En hommage à Roger Arnould (1914-1994), Résistant, rescapé de Buchenwald, documentaliste de la FNDIRP qui a initié les recherches sur le convoi du 6 juillet 1942.

[1] Seine-Maritime : département dénommé “Seine-Inférieure” jusqu’en janvier 1955.

[2] Le “brûlot de Rouen” et la rafle d’octobre 1941 : L’arrestation massive de plusieurs dizaines (*) de militants politiques et syndicaux – ou soupçonnés tels – dans un large périmètre autour de Rouen a suivi de peu le déraillement d’un train de matériel militaire allemand sur la ligne Rouen-Le Havre, dans le tunnel de Pavilly, à 1500 m de la gare de Malaunay, le 19 octobre 1941 ; ce sabotage étant l’un des objectifs visés par le “brûlot” de Rouen (groupe mobile de la résistance communiste).

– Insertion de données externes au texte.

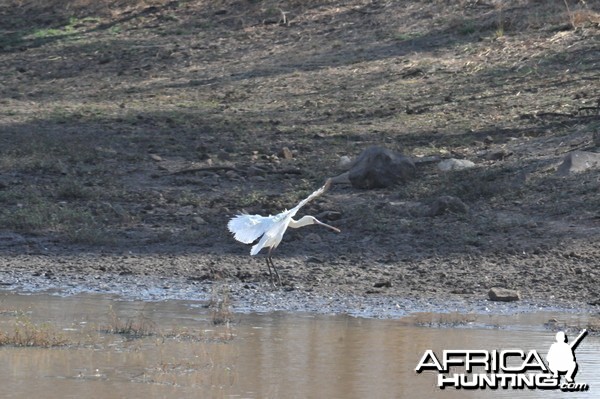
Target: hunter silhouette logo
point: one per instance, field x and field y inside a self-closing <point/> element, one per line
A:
<point x="561" y="356"/>
<point x="507" y="368"/>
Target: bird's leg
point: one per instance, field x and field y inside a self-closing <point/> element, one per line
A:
<point x="270" y="273"/>
<point x="269" y="259"/>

Néanmoins, les fiches d’otages des “45000” appréhendés dans cette période mentionnent que ces arrestations mettaient en application un ordre du Commandant de la région militaire “A”, daté du 14 octobre 1941. Ainsi, entre le 17 et le 25 octobre, il y eut le même type de rafles de “communistes” dans sept autres départements de la zone occupée. Il est probable que ces arrestations aient été ordonnées pour assurer la saisie de communistes destinés à être placés sur les listes d’otages de cette région militaire. Tous les hommes appréhendés furent, en effet, remis aux allemands qui les transférèrent à Compiègne entre le 19 et le 30 octobre 1941. 44 des otages arrêtés ces jours-là dans le secteur de Rouen furent déportés dans le convoi du 6 juillet 1942. Beaucoup furent fusillés au titre de représailles dans les semaines qui suivirent.

(*) 150 selon “30 ans de luttes“, brochure éditée en 1964 par la fédération du Parti Communiste de Seine-Maritime.

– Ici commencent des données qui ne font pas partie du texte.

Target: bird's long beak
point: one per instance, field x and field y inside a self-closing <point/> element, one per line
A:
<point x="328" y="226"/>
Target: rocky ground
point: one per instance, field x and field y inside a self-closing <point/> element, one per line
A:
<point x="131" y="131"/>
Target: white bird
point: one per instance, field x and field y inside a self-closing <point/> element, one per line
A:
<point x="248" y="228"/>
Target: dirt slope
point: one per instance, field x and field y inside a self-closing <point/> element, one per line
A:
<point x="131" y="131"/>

[3] Sous contrôle militaire allemand, le camp de Royallieu a d’abord été un camp de prisonniers de guerre (Frontstalag 122), puis, après l’invasion de l’URSS, un « camp de concentration permanent pour éléments ennemis actifs ». À partir de septembre 1941, on y prélève – comme dans les autres camps et prisons de zone occupée – des otages à fusiller.

À partir du 12 décembre 1941, un secteur du sous-camp “C” est réservé aux Juifs destinés à être déportés à titre de représailles. Le camp des Juifs est supprimé le 6 juillet 1942, après le départ de la plupart de ses internés dans le convoi transportant les otages communistes vers Auschwitz. Les derniers détenus juifs sont transférés au camp de Drancy (Seine-Saint-Denis – 93).

[4] Revier , selon Charlotte Delbo : « abréviation de Krakenrevier, quartier des malades dans une enceinte militaire. Nous ne traduisons pas ce mot que les Français prononçaient révir, car ce n’est ni hôpital, ni ambulance, ni infirmerie. C’est un lieu infect où les malades pourrissaient sur trois étages. ». In Le convoi du 24 janvier, Les Éditions de Minuit, 1967, p. 24. Le terme officiel est pourtant “hôpital” ; en allemandHäftlingskrakenbau (HKB), hôpital des détenus ou Krakenbau (KB). Dans Si c’est un Homme, Primo Lévi utilise l’abréviation “KB”.